No Amazonas, por exemplo, 24 ventiladores pulmonares foram adquiridos pelo fornecedor por R$ 2,48 milhões, que os revendeu ao governo do Estado por R$ 2,98 milhões, um sobrepreço de R$ 500 mil. A legislação dispensa licitação nestas operações, mas supõe que seja escolhida uma empresa produtora deste tipo de equipamento. No entanto, a escolha do governo do Estado foi de uma – pasmem! – adega de vinhos. E ainda foi constatado que os respiradores não eram adequados.

Caso parecido é o do Rio de Janeiro, onde o governo do Estado, além de outras maracutaias, comprou 400 ventiladores mecânicos de uma loja… de informática. Como se não bastasse, foram entregues apenas 52 aparelhos e, mesmo assim, não recomendados para o tratamento da Covid-19.

Há outras semelhanças entre os dois Estados. No Rio, o dono da empresa, Maurício Fontoura, foi preso e o governador Wilson Witzel vai enfrentar processo de impeachment na Assembleia Legislativa. No Amazonas, o governador Wilson Lima, xará de Witzel, também terá que enfrentar processo de impeachment na respectiva Assembleia Legislativa. A secretária de Saúde foi presa e depois exonerada.

No Rio, foram constatadas diversas outras irregularidades. Por exemplo, dos sete hospitais de campanha que estariam prontos até o final de abril, só foram entregues dois; o TCE (Tribunal de Contas do Estado) exige que Edmar Santos, ex-secretário de Saúde, devolva R$ 36 milhões aos cofres públicos por irregularidades na contratação de empresas; o mesmo TCE suspende pagamentos do governo estadual à Organização Social Iabas, questiona custos de R$ 4,5 milhões mensais em tendas e denuncia a falta de capacidade técnica da entidade.
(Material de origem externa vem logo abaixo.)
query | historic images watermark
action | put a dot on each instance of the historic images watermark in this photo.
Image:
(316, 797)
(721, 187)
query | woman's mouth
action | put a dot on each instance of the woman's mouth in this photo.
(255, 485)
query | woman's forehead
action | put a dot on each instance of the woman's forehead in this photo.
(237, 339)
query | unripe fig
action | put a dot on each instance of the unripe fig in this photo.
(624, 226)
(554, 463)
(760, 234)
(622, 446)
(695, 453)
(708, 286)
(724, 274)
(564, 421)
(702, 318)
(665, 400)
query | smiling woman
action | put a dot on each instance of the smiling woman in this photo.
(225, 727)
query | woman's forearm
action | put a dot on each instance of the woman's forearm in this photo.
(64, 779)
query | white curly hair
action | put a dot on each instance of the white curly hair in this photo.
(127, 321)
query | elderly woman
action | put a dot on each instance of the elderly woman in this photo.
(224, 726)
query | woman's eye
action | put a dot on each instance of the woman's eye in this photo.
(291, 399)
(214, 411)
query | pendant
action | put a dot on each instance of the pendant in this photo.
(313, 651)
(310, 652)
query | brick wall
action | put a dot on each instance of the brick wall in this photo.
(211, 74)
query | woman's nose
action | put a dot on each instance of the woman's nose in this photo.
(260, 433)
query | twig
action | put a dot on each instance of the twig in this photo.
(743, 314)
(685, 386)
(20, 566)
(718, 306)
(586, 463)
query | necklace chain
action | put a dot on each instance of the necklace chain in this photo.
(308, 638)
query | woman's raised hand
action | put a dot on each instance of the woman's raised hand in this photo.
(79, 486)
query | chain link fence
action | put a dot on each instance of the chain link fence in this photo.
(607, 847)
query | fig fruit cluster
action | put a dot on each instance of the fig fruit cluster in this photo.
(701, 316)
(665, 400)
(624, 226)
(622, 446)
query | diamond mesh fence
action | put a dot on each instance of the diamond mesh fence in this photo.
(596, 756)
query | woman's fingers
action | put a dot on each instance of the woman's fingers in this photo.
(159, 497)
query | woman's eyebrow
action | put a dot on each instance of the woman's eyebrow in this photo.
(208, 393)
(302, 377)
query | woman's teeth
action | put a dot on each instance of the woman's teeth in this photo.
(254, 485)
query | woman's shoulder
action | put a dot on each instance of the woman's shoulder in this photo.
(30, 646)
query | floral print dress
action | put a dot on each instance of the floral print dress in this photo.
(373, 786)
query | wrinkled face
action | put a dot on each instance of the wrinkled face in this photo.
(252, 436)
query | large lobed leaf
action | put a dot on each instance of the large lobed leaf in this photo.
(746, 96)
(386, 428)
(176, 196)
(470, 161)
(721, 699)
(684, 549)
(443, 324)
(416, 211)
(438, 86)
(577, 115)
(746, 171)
Esquemas semelhantes se sucedem em várias prefeituras e governos estaduais. O governo federal também tem de se explicar. Além de todos os estímulos a não obedecer às medidas de proteção e de deixar acéfalo o Ministério da Saúde, o ‘infectologista’ e ‘epidemiologista’ Jair Bolsonaro deu ordem, segundo o ex-ministro Luiz Henrique Mandetta, para aumentar a produção da cloroquina pelo Laboratório Químico e Farmacêutico do Exército, sem passar pela análise técnica da Anvisa. Trata-se de medida inédita na história da República, segundo Mandetta.
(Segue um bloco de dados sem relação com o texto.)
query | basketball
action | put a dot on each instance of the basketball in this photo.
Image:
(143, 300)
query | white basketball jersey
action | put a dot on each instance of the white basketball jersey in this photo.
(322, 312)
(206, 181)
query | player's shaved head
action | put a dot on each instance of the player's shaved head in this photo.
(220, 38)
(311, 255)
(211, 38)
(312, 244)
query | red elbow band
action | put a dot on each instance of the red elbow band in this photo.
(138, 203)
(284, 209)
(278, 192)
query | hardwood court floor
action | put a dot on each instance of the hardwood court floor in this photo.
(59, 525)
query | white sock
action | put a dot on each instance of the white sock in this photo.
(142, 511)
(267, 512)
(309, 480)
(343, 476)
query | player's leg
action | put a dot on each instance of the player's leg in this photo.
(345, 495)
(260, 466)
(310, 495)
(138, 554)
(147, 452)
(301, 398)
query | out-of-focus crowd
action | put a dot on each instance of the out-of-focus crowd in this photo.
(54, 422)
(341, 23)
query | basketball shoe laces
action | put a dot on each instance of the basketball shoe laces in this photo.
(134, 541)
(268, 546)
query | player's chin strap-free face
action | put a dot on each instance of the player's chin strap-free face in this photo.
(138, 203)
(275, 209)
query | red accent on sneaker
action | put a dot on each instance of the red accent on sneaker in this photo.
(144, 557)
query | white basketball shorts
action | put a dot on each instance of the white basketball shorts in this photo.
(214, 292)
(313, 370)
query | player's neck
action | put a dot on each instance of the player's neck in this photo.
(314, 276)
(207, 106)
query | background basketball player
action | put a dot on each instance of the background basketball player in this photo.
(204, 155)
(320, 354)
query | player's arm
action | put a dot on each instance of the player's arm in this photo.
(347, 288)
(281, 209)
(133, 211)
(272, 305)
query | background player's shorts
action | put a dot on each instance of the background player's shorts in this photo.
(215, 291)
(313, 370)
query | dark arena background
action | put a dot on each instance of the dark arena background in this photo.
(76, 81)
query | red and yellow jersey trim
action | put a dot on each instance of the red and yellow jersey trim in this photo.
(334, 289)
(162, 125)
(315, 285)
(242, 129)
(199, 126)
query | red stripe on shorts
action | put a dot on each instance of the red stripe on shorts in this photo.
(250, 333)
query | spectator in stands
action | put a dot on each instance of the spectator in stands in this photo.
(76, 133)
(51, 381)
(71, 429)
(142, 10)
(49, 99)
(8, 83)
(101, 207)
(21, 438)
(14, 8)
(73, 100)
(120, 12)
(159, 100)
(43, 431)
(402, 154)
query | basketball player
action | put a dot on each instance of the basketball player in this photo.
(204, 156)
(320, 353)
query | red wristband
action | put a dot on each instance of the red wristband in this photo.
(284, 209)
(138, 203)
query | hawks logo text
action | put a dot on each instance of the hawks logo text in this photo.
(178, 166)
O TCU vai apurar a informação de que o Laboratório gastou seis vezes mais para adquirir o insumo da Índia. O órgão vai apurar também se houve gestão de risco com a decisão de aumentar em 100 vezes a produção do medicamento, mesmo sem a comprovação de que haveria benefícios para tratar a Covid-19.

O subprocurador do TCU, Lucas Rocha Furtado declarou que há “evidente ineficácia administrativa” que resultou em desperdício de recursos públicos. Furtado quer que seja apurada a responsabilidade direta do presidente da República. O Laboratório do Exército assinou pelo menos 18 contratos sem licitação, para ampliar a produção do medicamento.

Todos esses casos, como disse antes, são muito mais que corrupção. Os envolvidos deveriam ser responsabilizados, no mínimo, por genocídio “culposo”. Mas essa figura não existe na legislação porque supõe-se que todo genocídio decorra de determinação de matar em grande escala, o que tipificaria como crime doloso. No caso dos desvios na saúde, o objetivo, pelo menos da maioria, não era matar e sim assaltar os cofres públicos. O genocídio acontece como efeito colateral. Enquadrar os envolvidos apenas em crimes de corrupção é muito pouco, não dá conta da monstruosidade que estão cometendo.